Poco daño hago al tirar de la lengua de Christian. Sin hacerse de rogar me expone sus míseros secretos, sus insípidos e inodoros secretos. El alma está dentro del cuerpo. Él abre su boca y me deja ver su mísera alma, su alma tan desolada como una patata cocida, su alma tan aburrida como una sopa. Hay quien, como Leandro, atraviesa el Helesponto a nado, otros atraviesan la Mancha a nado. Christian, bien acomodado en su silla, atraviesa una crisis religiosa. Es una crisis religiosa a la cuádruple potencia, una crisis religiosa comparable a las torturas impuestas por Fálaris; es su crisis religiosa. He intentando experimentar, compartir su angustia, su terrible angustia. No he experimentado nada, ni compartido nada. Su terrible angustia está dentro de su alma y su alma está dentro de su cuerpo. Solo podría sentir su angustia entrando dentro de su alma y solo podría entrar dentro de su alma pasando por su boca, la mayor puerta de su cuerpo. Ni siquiera mi puño cabría por su boca. ¿Cómo podría caber yo por entero? Este verano, Christian cometió pecados mortales con Mingrélie. Por ejemplo, la besó en la boca. Le escucho hablar. Le escucho con interés. No sé muy bien qué es lo que más me impide entenderle. ¿Son los celos, el rencor, el odio? ¿o solo es el aburrimiento? Suelto grandes suspiros de impotencia.

—Cuando uno comete un pecado mortal, pierde la gracia de Dios, y, para recuperarla, tiene que ir a confesarse. Sin la gracia de Dios, uno no tiene derecho a acercarse a compartir la Sagrada Eucaristía. Si a pesar de todo uno recibe la Santa Comunión, se convierte en culpable de sacrilegio. Y un sacrilegio es el mayor agravio que uno puede causar a Dios. Es tan grave que si lo confiesas pueden negarte la absolución, incluso ser excomulgado. ¿Lo entiendes ahora, Bérénice?

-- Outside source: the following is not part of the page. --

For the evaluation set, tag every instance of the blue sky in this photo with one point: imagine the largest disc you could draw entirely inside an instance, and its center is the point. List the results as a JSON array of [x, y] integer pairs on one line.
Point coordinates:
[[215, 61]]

Si en breve muero, voy derechito al infierno en el mismo instante. ¿Me comprendes ahora, verdad? Con frecuencia me presento en el confesionario para contar los pecados cometidos con Mingrélie. De golpe, el miedo se apodera de mí. Y caigo una tras otra en falsa confesión. Sabes, hay que contarlo todo cuando se trata de un pecado tan gordo, dar todos los detalles… ¡No he podido! ¡No puedo! Se me cierran las mandíbulas a cal y canto. Se me inflama la lengua. Además, por no decepcionar a mamá, por no avergonzarla delante de todo el mundo, continúo comulgando como de costumbre con ella todos los domingos. ¡Estoy en sacrilegio, Bérénice, en sacrilegio! ¡Estoy condenado! ¡Estoy condenado! ¡Nadie puede hacer ya nada por mí! ¡Más vale que me mate! Si le confieso al sacerdote mis sacrilegios, estoy excomulgado, entiendes, ¡excomulgado!

Amo a Christian. Tengo que tomarle en serio, que sentirme conmovida. A pesar de lo ridículo de la situación, a pesar de todo mi cinismo, me esfuerzo en tomarle en serio, en sentirme conmovida.